Well, it seems there are more differences in the coupling rituals between two women than just the gender of the participants. And, if we are honest, we must admit that those U-Haul comments are more than just jokes.
So why do women jump into commitments more quickly than male/female couples?
Many women insist they knew immediately that they had found their soul mate. This would fall under the love at first sight scenario [a popular Hollywood plot development]. And it is not just women – I have many heterosexual friends who insist they have experienced the phenomena — but the heterosexual couples still seem to complete the usual rituals – dating-engagement-marriage. Some may live together for a period of time before final nuptials, but all the bases are hit before the final commitment.
Of course some couples do meet online, and with those who live long distances apart, making the decision sooner rather than later can save the couple thousands of dollars in travel and telephone expenses. Those couples might be quicker to make the commitment decision to move in together than they normally might under different circumstances.
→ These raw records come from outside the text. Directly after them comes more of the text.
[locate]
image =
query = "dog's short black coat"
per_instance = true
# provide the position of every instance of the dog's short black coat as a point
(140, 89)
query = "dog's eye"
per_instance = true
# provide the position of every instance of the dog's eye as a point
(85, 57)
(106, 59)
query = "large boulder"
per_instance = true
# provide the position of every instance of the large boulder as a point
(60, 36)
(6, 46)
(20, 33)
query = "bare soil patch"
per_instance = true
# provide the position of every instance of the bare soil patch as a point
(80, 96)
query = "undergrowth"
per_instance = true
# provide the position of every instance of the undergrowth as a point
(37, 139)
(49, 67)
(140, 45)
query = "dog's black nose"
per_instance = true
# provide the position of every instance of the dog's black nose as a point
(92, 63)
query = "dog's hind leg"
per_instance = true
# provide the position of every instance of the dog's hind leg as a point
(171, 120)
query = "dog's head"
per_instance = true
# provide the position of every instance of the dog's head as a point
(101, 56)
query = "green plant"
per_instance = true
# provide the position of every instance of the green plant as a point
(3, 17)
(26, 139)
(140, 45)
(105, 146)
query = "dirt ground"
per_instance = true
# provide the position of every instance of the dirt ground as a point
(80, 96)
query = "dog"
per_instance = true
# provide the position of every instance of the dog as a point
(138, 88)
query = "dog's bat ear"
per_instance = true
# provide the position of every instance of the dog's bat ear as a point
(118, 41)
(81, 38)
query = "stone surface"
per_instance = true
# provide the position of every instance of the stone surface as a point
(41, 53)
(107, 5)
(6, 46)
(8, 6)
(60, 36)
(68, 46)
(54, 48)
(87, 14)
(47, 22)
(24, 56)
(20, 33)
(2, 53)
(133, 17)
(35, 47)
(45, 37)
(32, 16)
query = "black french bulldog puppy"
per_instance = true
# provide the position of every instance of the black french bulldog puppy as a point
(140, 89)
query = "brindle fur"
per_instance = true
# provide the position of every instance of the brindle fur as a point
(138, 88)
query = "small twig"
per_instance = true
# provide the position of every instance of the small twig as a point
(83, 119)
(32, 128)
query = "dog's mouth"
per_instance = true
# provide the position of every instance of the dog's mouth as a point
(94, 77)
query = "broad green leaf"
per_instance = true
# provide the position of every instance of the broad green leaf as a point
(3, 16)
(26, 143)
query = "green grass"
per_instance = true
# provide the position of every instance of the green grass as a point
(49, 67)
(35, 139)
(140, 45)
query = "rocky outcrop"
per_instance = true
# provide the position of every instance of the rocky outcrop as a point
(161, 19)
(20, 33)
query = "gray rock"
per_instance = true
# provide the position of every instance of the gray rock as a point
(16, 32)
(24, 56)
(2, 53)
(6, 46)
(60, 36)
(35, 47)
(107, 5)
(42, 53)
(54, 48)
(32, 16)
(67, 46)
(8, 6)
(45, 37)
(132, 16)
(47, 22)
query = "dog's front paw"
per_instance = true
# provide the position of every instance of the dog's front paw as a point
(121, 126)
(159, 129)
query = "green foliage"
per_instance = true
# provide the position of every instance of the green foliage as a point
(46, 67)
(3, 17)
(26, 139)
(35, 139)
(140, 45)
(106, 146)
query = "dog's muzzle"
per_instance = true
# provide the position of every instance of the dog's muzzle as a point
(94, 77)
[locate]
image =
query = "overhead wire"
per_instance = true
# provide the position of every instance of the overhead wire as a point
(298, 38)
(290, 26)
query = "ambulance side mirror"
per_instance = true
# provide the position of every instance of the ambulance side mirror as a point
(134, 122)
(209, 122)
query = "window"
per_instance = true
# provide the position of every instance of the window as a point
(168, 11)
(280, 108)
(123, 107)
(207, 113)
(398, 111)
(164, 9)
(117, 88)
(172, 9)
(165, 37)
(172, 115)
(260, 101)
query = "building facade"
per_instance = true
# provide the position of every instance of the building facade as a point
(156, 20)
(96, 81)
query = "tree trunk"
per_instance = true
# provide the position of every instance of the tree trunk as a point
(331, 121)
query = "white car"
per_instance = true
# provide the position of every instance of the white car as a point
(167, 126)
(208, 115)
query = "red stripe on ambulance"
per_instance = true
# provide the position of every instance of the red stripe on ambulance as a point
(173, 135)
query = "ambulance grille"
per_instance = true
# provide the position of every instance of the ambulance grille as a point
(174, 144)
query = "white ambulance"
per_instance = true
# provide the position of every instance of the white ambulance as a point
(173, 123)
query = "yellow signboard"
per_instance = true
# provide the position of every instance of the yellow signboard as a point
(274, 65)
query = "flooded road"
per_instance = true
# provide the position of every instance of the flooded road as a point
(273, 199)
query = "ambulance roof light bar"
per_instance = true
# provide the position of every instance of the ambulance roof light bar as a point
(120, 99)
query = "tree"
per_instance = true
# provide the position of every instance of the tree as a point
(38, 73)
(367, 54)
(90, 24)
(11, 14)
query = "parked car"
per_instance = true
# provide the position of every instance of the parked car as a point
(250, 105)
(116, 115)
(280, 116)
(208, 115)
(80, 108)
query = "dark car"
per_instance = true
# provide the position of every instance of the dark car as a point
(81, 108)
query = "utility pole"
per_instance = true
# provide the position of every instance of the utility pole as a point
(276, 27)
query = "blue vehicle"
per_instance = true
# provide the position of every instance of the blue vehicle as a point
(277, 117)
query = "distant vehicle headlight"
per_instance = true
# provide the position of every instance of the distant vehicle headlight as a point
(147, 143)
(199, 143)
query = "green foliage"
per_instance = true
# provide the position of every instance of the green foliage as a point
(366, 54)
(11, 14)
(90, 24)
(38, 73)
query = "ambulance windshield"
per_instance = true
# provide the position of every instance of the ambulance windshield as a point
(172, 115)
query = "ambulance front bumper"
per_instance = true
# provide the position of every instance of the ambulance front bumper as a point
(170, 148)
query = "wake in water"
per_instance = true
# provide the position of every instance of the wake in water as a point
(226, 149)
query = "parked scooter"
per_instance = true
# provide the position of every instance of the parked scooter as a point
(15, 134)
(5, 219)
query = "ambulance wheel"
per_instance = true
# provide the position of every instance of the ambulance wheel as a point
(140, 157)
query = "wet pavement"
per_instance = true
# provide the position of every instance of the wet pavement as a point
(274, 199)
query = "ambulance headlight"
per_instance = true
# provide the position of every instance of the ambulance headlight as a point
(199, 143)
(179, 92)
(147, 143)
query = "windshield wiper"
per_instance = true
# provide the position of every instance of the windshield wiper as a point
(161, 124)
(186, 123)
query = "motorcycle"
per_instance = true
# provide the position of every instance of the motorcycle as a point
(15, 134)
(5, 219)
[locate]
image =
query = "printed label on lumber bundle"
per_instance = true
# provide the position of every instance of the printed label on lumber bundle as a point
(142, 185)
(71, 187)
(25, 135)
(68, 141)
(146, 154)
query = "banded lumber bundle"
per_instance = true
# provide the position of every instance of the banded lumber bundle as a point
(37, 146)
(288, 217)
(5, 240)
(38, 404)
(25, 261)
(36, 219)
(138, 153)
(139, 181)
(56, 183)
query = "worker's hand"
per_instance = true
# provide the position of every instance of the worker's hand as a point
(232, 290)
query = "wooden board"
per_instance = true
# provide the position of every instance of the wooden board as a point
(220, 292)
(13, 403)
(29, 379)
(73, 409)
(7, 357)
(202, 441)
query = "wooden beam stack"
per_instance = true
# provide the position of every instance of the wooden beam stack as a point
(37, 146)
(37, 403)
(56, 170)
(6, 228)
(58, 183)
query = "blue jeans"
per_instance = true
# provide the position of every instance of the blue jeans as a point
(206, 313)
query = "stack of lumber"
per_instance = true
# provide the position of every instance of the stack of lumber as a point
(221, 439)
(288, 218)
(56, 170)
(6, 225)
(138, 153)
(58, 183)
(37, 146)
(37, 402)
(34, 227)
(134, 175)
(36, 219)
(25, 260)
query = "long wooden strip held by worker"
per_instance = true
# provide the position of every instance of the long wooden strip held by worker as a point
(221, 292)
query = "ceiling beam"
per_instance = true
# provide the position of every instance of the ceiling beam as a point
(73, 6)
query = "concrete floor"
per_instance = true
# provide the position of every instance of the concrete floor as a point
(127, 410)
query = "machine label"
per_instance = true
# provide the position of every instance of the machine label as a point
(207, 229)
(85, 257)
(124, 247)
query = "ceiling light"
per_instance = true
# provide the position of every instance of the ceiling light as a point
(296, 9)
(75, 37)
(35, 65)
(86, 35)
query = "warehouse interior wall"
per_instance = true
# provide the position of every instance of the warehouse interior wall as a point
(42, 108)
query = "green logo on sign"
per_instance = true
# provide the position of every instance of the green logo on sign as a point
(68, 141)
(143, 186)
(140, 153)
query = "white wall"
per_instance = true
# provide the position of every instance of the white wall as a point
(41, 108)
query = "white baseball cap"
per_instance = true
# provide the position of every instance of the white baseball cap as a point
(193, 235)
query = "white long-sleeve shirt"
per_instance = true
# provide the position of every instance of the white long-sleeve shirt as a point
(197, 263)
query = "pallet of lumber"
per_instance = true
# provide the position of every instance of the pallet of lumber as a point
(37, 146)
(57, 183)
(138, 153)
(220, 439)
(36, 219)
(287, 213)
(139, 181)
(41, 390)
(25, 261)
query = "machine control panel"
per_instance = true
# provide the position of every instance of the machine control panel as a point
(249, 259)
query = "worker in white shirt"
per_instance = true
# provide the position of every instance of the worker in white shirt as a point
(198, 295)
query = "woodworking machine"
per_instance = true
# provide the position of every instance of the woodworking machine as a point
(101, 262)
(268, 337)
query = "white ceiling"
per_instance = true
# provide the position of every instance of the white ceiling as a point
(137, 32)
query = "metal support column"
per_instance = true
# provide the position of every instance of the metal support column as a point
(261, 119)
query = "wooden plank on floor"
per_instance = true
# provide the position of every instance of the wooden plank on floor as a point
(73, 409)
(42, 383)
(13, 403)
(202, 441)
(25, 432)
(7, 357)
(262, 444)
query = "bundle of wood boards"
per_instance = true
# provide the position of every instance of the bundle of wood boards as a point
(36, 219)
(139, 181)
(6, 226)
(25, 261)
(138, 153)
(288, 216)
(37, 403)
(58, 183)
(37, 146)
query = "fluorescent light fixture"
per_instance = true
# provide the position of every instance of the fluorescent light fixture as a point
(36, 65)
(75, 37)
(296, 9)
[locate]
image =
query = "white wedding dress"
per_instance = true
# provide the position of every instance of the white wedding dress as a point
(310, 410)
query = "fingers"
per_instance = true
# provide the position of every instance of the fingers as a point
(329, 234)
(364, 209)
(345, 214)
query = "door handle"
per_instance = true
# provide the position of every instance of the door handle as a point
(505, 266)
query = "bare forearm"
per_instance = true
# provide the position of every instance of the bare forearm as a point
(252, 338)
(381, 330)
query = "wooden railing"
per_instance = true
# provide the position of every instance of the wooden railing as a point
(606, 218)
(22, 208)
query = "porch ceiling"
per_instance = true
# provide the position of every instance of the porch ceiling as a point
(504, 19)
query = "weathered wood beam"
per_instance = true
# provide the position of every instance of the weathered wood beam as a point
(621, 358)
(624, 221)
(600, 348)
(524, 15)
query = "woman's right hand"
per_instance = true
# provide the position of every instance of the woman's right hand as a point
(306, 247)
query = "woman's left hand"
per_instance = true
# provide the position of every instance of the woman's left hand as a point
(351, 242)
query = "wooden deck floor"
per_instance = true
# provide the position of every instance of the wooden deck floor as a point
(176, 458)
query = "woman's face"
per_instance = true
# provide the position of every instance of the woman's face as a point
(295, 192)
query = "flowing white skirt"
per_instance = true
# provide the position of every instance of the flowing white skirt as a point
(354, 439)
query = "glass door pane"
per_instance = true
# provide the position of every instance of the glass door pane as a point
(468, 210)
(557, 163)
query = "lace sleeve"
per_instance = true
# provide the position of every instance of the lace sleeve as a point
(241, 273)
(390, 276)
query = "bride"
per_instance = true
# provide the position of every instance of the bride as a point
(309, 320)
And again, this scenario is seen in male/female couples also and so would not be considered particular to woman/woman relationships. However, in a side note, not many male/male couples shortcut the coupling rituals for distance reasons. I doubt there are available studies that would demonstrate the different motivations, but I would guess they are based on either financial or psychological differences – both being the more obvious possibilities.
Then there are the women who may have met while one or both were living with a partner, so while they are moving out from one, it is simply easier to move in together instead of moving twice in a short period of time.
So if we take away all of those special circumstances, why are there still so many women who commit to long-term relationships so quickly?
One reason we might jump too quickly is that we may not take our commitment vows as seriously as we would were we committing to a legally recognized marriage. It is certainly much easier to walk away when the worst part of ending a relationship is deciding what to pack.
Or perhaps it is something small like there is no one with commitment issues willing to put on the breaks. Historically it is the male of the species who is reluctant to commit to one partner. Eliminate the male and soon the partners are jumping instead of dragging their feet.
The question is not one that will likely ever be answered since many lesbians live closeted lives. How does one conduct an accurate study without being able to determine the group?
So what is the point of the question?
Perhaps just that we contemplate our own personal actions for our own benefit is enough.